What upsets them most, is the fact that some other cities and regions in the world, much smaller in terms of land area, population, and internet users, were considered by Facebook to have their own networks. For example, the area of Akrotiri, in Cyprus, serves as a military base for British troops, and has a population of 14,000 people, most of which are British military personnel (and most likely, not Facebook users). And yes, Akrotiri has its own Facebook network.

Another interesting case is the town of Chicoutimi, in Québec, Canada. It is a place with a population of about 65,000 inhabitants, and 734 of them are Facebook users. They also have their own network in such service.

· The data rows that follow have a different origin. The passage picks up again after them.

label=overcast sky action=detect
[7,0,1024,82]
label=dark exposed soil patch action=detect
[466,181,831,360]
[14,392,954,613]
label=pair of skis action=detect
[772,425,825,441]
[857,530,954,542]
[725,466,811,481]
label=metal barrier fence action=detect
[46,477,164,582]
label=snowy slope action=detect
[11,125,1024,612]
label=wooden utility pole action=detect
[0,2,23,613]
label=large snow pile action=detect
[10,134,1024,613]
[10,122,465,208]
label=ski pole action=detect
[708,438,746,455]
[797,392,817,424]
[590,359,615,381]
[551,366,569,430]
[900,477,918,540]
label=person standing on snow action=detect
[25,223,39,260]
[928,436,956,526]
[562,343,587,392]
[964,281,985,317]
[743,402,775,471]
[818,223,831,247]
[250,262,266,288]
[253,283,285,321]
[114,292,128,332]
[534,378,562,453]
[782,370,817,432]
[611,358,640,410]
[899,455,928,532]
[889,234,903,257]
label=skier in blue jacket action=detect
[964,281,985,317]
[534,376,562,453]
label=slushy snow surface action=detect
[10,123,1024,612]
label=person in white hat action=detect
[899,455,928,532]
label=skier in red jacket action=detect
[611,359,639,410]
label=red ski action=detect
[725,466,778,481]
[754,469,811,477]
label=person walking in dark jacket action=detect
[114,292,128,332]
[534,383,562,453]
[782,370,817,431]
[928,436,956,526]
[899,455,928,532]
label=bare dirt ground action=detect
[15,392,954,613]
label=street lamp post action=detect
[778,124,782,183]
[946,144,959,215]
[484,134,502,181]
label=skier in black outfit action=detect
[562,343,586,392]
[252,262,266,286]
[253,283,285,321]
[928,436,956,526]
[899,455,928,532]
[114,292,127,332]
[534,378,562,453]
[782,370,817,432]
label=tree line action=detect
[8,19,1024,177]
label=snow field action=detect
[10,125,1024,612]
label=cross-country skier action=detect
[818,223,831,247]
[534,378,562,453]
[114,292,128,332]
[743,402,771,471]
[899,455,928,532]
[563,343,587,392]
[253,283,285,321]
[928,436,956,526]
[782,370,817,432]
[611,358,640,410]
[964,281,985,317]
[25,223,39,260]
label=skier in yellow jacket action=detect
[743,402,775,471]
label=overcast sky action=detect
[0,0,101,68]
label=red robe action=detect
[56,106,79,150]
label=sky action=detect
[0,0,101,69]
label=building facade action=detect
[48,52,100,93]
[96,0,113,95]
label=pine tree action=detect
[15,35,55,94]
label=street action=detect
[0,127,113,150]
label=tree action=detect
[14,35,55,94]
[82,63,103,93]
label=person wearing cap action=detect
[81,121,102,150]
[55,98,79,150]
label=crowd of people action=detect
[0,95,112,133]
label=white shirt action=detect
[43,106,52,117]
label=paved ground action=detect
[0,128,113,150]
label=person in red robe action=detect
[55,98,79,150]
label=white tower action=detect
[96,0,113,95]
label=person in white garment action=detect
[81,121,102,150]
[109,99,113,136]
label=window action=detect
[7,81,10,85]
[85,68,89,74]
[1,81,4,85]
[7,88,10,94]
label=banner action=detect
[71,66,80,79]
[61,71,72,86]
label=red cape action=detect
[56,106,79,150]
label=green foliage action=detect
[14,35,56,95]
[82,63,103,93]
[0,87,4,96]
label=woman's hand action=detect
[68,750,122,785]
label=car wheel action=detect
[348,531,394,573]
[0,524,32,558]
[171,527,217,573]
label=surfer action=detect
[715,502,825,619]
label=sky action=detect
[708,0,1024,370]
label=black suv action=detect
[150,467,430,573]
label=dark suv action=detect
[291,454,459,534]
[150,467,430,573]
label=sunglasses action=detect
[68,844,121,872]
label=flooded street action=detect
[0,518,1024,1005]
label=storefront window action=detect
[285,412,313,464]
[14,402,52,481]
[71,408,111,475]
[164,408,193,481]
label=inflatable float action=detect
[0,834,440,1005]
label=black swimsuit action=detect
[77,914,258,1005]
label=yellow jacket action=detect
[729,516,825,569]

To increase pressure on Facebook to create a network for the Vancouver Island, a group of islanders created a group named "I don't live in Vancouver -- Petition for 'Vancouver Island' network" (mocking the fact that many islanders join the Vancouver network as they don't have any other network to join). The idea of the group is to show Facebook the general feeling of islanders about the lack of a "Victoria network" or a "Vancouver Island" network. To date, 15,075 members have joined this pressure group. Interestingly, the amount of people in the group demanding a specific Facebook network for the Vancouver Island outnumbers the amount of users of some of the current Facebook networks.

Facebook, in the meanwhile, hasn't expressed any opinion about creating or not this kind of network. Will the islanders be successful in getting their own network? It looks that they won't get any answer to that question in the short run, but in the meanwhile, the "I don't live in Vancouver -- Petition for 'Vancouver Island' network" group continues to grow day by day.